Figuring this out was mostly making assumptions, pattern recognition, and trial and error. The most helpful assumption was that sequential values for arguments in the UDP protocol had sequential values in the 2.4 GHz protocol (this turned out to be true).
I noticed that packets that had p0 values with the same remainder mod 4 followed a nearly sequential pattern. It often looked something like 0xC, 0xD, 0xA, 0xB, etc. A sequence follows this pattern when it’s xored with a constant. I wrote some cruddy ruby methods to brute-force search for constants that yielded the sequence [0, 1, …, N]. This also allowed me to find the values for the As.
Roughly the same process was repeated for each byte. Bytes that are constants were trickier because they didn’t follow a sequence. I instead brute-forced values for A given a sequence of xor keys.
Next Steps
I’ll be porting over the scrambling code to my ESP8266 milight hub to add support for the new bulbs.
UPDATE 2017-03-28: A few kind volunteers sent me packet captures from their devices, and the ID bytes were not staying fixed under decoding. Assuming my methodology is right, these should be the right values for all parameters, with the possible exception of p1 and the checksum byte.

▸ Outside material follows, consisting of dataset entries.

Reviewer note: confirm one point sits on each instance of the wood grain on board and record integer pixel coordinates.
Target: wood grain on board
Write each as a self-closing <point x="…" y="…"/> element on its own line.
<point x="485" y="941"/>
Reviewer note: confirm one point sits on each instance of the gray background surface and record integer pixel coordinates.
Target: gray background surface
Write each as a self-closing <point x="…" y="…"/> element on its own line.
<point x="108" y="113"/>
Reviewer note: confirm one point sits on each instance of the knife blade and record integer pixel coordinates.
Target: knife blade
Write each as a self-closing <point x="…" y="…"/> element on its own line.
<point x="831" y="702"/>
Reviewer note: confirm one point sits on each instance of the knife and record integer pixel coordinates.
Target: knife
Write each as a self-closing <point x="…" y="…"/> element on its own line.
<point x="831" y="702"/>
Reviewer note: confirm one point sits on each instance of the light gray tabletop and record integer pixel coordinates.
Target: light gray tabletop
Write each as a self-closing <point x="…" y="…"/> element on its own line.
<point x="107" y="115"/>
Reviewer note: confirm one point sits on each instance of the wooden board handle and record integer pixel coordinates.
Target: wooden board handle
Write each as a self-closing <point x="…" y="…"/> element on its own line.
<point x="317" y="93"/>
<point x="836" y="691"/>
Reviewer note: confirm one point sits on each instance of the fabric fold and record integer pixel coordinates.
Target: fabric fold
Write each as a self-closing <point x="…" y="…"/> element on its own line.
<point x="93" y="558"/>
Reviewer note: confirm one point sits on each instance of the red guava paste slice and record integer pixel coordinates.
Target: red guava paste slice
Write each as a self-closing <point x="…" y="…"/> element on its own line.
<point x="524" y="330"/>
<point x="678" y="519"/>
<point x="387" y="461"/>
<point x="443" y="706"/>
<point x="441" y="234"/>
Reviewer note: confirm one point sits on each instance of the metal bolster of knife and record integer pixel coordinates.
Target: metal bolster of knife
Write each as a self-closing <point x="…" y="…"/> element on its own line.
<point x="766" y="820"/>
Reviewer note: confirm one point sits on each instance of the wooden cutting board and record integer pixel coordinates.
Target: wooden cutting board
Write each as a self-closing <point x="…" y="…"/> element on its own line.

UPDATE 2017-03-20: I found that the wifi box I was testing with supported older protocols, which transmits the unscrambled device ID. There were several possible values for the ID byte offsets, and I chose a few of them arbitrarily. The decoded ID in the scrambled protocol was not matching the ID in the unscrambled protocol. Updating the additive offset values fixed this.